Walla Walla housing crisis continues

Nazaaha Penick, News Reporter

Illustration by M Hu.

Walla Walla continues to face a housing affordability crisis as soaring rents and home prices leave many residents struggling to find affordable housing options that fit their budget. Local officials, community advocates and developers are continually working together to find solutions.

On Feb. 8, the Walla Walla City Council voted on zoning changes that could make it harder for landowners to convert mobile home parks to other types of land use. This decision protects residents of mobile homes from displacement. 

For the past two years, elderly residents have been urging the Walla Walla City Council to prevent the redevelopment of local manufactured housing parks. Organizers and residents responsible were present when the Council voted to modify the municipal code in order to achieve this goal.

The Walla Walla Housing Authority is a public corporation that aims to provide equitable housing opportunities for low to moderate-income families. They operate under their enabling legislation and were created by the 1937 Housing Act. Their primary focus is to provide safe, decent and affordable housing in the City of Walla Walla. 

Executive director of the Walla Walla Housing Authority Renee Rooker spoke about the corporation’s vision for affordable housing.

“The Walla Walla Housing Authority creates equitable housing opportunities for low to moderate-income families to prosper with dignity and respect. We are a public corporation and have our enabling legislation under Washington State law,” Rooker said. “It is our charge to provide safe, decent [and] affordable housing for the jurisdiction we serve.” 

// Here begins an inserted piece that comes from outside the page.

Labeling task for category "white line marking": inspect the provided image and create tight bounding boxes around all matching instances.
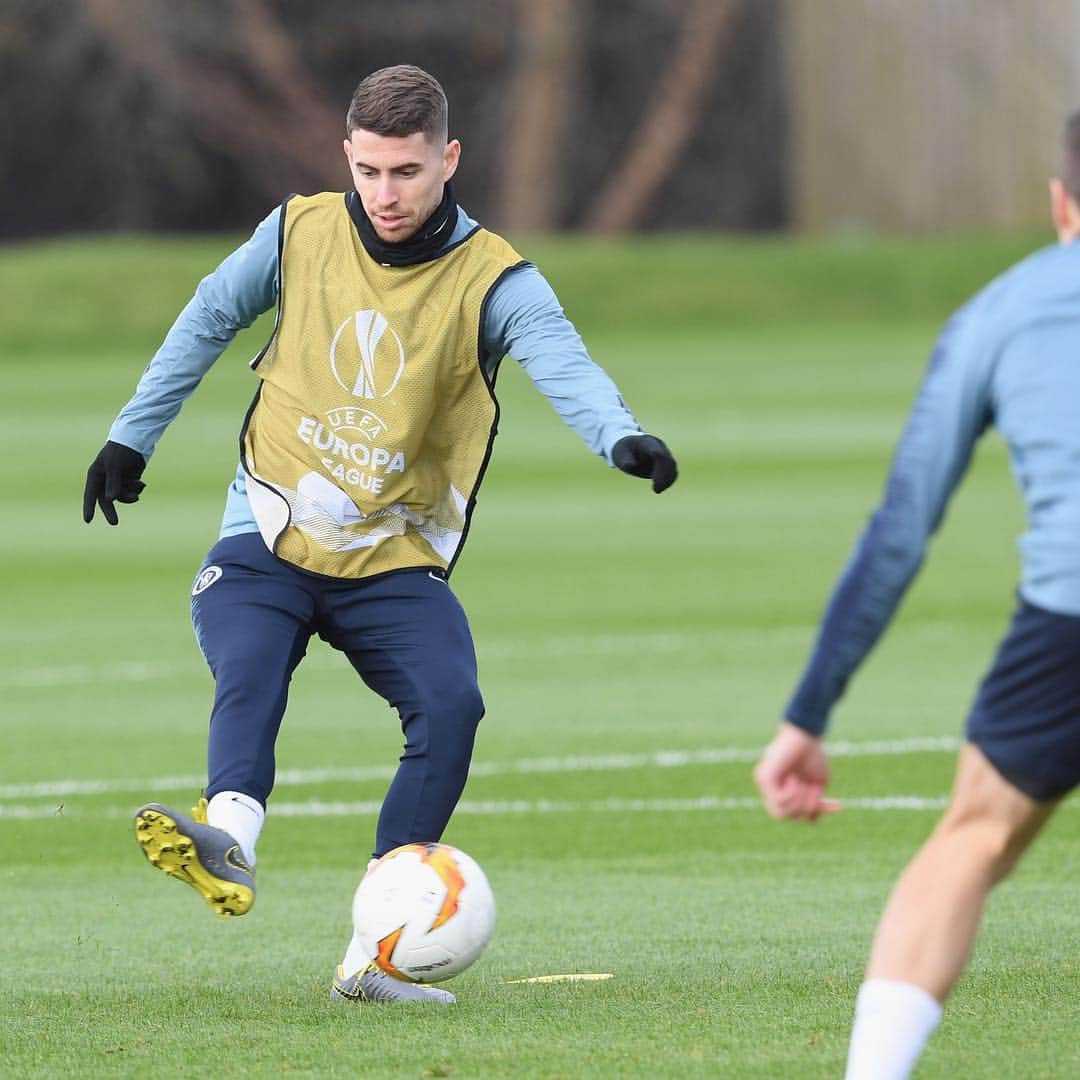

The Walla Walla Housing Authority does not only serve people within the city but within the entire Walla Walla county. 

“Our main focus is the city of Walla Walla, but we are authorized to serve the county in which we do. We also provide rental assistance in Columbia County. We have a variety of programs that serve a very diverse population,” Rooker said.

The Whitman College Chapter of the American Association of University Professors has raised concerns over housing for Whitman faculty due to rising housing costs. 

In a public statement, the WCAAP discussed the challenges created by the increase in housing costs with respect to faculty salaries. Associate Professor of Art History and WCAAP President Lisa Uddin and Associate Professor of Politics and WCAAP Vice President Jack Jackson signed off on the document.

“In the past decade, the price of housing in Walla Walla has skyrocketed upwards; by contrast, faculty salaries have not. Housing is already a serious issue for hiring and retention, and as Walla Walla becomes ever more a wine tourism town, the housing challenges confronting faculty are likely to grow even worse,” the statement reads. 

The issue of affordable housing impacts families within a large range of income, according to the Walla Walla Housing Authority.

“[Rising rent costs] has impacted very low to moderate-income families, particularly those on a fixed income and employed in a minimum wage job,” Rooker said. 

Visiting Assistant Professor of Classics Brian Jorge Bigio spoke about his experience with housing in Walla Walla. 

“I was hired late, in May 2022, so [Whitman College] was not able to offer me housing; the deadline had already passed,” Bigio said. “I was very lucky to find housing through a long-term rental with an Airbnb.” 

Bigio described a different perspective on rising housing costs compared to his former residence in California. The housing costs in Walla Walla provided a sense of comfort for him. 

Coming from the Bay Area in California, it was a relief to come to Walla Walla. Paying here for an apartment is probably less than half of what you would pay in California, so that was a relief. Actually, the salary is enough to cover that rental,” Bigio said. 

Rooker states her view on city-wide initiatives to help improve the housing crisis in Walla Walla. 

“The Housing Authority’s vision is housing for all. We are about the entire community … anything is possible with enough resources to support an initiative(s),” Rooker said.